Of course there are some who argue that the bible is not really the word of God at all - they argue that it is a collection of fables and poetry that contain signposts pointing to the "good life". They don’t so much avoid its use as disregard its power. I can’t help wondering that this attitude to the voice of God reduces the metaphors of "hammer" and "sword" (Jer 23:29, Heb 4:12) from iron and steal to plastic imitations from a toy shop. The blow-up toy versions would surely be unable to "break rock into pieces" (Jer 23:29) and divide "soul and spirit, joint and marrow." (Heb 4:12) It would certainly be unable to "strike down nations" (Rev 19:15). The bible tells us that God’s voice can break cedar, shake the desert, twist oaks and strip forests bare (Ps 29). It is certainly no toy and demands that we take it seriously for God says, "This is the one to whom I will look: he who is humble and contrite in spirit and trembles at my word." (Isaiah 66:2)

I long for young people to hear the "powerful," "majestic" and "flawless" (Ps 29, Prov 30:5) word of God and for those words to be a lamp for their feet (Ps 119:105). I have been working with young people for fifteen years and have never been more convinced that in that old book are the answers to questions that all young people have. These questions are not ultimately answered by a new therapy or emotional management program but by what God has to say to them by His word in the bible. The issues young people face in their families, schools and in their own heads are not wholly resolvable by human effort but by the words of God which offer the eternal hope of the Kingdom.

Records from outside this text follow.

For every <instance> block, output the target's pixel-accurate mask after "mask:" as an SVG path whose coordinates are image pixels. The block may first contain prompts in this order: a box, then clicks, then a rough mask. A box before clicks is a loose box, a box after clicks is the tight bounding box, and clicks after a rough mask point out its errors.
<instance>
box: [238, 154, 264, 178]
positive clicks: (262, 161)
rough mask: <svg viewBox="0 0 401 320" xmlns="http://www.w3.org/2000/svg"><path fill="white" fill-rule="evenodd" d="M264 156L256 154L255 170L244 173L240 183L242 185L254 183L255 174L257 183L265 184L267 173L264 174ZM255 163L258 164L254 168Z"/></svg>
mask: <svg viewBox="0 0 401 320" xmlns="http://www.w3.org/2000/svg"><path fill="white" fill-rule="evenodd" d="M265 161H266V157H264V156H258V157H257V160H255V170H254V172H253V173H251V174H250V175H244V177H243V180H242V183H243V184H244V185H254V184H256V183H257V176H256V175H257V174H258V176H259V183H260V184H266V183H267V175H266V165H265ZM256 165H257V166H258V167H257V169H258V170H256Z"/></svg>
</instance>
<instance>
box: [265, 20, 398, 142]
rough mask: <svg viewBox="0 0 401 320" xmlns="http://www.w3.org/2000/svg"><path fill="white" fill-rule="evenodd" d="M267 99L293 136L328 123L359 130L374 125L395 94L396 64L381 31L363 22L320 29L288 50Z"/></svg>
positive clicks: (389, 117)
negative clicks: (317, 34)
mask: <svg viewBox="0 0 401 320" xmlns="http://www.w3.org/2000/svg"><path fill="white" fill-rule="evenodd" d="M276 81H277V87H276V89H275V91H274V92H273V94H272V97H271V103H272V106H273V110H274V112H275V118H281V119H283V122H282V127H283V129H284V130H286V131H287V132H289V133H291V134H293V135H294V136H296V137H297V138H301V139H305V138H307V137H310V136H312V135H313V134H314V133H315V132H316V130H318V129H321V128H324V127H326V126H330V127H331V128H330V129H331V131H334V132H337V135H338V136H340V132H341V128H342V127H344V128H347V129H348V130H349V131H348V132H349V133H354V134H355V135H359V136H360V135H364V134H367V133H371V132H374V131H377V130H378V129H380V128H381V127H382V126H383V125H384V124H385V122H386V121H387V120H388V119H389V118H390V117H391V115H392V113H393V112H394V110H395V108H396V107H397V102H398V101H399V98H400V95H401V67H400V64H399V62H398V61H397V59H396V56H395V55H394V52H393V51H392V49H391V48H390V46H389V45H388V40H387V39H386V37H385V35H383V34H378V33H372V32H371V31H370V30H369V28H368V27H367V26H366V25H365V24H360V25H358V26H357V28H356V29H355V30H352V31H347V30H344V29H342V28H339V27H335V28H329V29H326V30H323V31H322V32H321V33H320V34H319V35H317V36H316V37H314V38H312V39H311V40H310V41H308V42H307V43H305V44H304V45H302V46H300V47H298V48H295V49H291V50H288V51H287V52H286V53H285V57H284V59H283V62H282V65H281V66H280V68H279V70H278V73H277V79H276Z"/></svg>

It may be that it sets a young person trembling, but is that such a bad thing? It might be that they reject the youth worker, but who are you trying to please - The young person or the God? But I don’t think we should limit what God can do when he gets a chance to say something in the conversation we have with young people. The young quizmaster in our office finished his quiz and gave his life to Christ moments later. He believed in the word and gave his life to Jesus and was saved! We took him shopping straight away and bought him his own bible.

It is my growing passion for this book that has led me to move on from Oxford Youth Works to devote time to study it. My family and I plan to move to Chicago, USA in the summer. I will attend Moody Bible Institute and sit for a degree. I leave Oxford Youth Works with tremendous memories of what God has done in us and through us over the past three years. We have had to change and move forward, wrestle with tough questions and seek the will of God above all things. It is my belief that Oxford Youth Works is part of God’s mission to the young people of Oxford. I am thankful that I have been part of bringing the good news about Jesus to many young people in this city and pray that many will come to know God and His goodness, love and mercy through what Jesus accomplished on the cross.